Importantly, Uber will only guarantee the minimum wage and calculate accrual of pension contributions and holiday pay when drivers are completing a job, from the moment they pick up a passenger to when they drop them off.

This is not in line with the Supreme Court's judgment which agreed with a 2016 tribunal ruling that drivers should be classified as workers (and be entitled to the rights mentioned above) from the moment they log in to the app and are ready to work. Uber argues that drivers now have more freedom than they did in 2016 so its new terms are fair.

The point is significant because one of the complaints made by lead claimants James Farrer and Yaseen Aslam was that Uber has allowed too many drivers onto the platform, pushing fares down and leaving drivers without passengers for longer periods.

If Uber were to guarantee minimum wage from the point that drivers are ready to work rather than only the duration of trips, the company would have an incentive to keep driver numbers in line with demand.

With drivers paid only during trips, Uber has no such incentive. Drivers must bear the risk that they may be sitting, unpaid, for extended periods.

The changes do not apply to couriers for the Uber Eats food delivery platform, who are still classified as self-employed.

Paul Jennings, a partner at Bates Wells who acted for the claimants, said he was concerned that Uber is looking to “cherry-pick” aspects of the Supreme Court judgment.

“We will be poring over the detail of the proposal,” he said.

Rachel Mathieson, a senior associate at Bates Wells, said Uber may have to further change its business model to comply with the court’s ruling.

Professor John Colley, associate dean of Warwick Business School, said Uber is still failing to meet the legal requirement to pay the minimum wage.

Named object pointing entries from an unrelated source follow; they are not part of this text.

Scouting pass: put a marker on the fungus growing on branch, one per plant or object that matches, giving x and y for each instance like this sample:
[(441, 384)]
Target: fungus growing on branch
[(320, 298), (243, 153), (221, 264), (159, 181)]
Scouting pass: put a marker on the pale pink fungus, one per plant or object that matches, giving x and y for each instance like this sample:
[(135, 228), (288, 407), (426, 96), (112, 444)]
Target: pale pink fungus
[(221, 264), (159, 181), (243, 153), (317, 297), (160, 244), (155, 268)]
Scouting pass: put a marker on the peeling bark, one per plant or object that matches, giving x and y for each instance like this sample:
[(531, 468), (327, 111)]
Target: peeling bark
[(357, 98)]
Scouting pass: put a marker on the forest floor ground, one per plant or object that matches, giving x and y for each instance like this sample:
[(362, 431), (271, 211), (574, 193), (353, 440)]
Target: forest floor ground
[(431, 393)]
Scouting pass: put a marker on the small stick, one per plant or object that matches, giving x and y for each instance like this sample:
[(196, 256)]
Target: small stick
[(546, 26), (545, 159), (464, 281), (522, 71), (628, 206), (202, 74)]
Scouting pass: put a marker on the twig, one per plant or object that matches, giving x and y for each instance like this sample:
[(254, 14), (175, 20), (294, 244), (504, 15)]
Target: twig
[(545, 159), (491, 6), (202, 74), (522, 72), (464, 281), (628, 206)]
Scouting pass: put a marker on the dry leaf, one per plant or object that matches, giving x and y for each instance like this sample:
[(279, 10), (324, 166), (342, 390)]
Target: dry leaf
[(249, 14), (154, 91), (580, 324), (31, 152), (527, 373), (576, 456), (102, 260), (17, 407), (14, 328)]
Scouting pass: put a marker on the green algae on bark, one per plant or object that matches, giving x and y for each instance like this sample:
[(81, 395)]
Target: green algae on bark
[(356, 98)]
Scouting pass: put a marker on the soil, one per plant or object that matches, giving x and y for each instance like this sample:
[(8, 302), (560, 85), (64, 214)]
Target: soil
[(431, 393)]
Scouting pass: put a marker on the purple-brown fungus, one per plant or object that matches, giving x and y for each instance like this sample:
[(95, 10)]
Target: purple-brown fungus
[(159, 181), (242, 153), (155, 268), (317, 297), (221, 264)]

He said: “This certainly presents the picture that ride hailing and food delivery firms are less about technology, which after all is not proprietary, and more about paying workers less than the law requires for the hours they are logged on. Perhaps that is where their competitive advantage really lies.”

So has Uber complied with the Supreme Court’s ruling?

The Supreme Court’s ruling upheld a 2016 decision by the employment tribunal. It applied to the circumstances at that time and Uber has made some changes since then.

It has stopped banning drivers from being logged into rival apps or “sin binning” drivers by logging them out of the app for a period of time if they reject rides offered to them.

The removal of these restrictions would be taken into account by any future tribunal looking at whether Uber grants drivers adequate workers’ rights.

“It will probably be an uphill struggle to persuade a tribunal that waiting time under the current terms counts as working time for pay purposes,” says Russell Dann, Associate at Clarkslegal.

Now that they are classified as workers, drivers also have the option to unionise. The Trades Union Congress (TUC) has called on Uber to recognise a union so workers can bargain collectively over pay and conditions.

What does it mean for fares?

Uber has insisted that fares won’t go up but changes to drivers’ working conditions and benefits in California did see prices rise.

Given how hard Uber has fought for six years against drivers it is fair to conclude that the company had a financial interest in not offering basic employment rights.

For a services business with 70,000 workers, employment costs are one of the biggest outgoings. Uber’s share price fell 5 per cent on Wednesday indicating that investors don’t believe the positive spin and might think the company faces higher costs or lower margins – and not just in the UK.

Impact on gig economy

Technically the Supreme Court’s judgment applied only to a relatively small group of drivers but Uber has accepted the inevitable and applied changes to its whole UK workforce. Employment law experts expect other companies to change their terms if they currently operate a similar model to Uber and currently classify workers as self-employed contractors.

Uber faces a large bill for back pay and compensation from drivers who had been classified as self-employed. For other companies, failing to offer the rights that come with worker status risks building up a bill to be paid at some point in the future.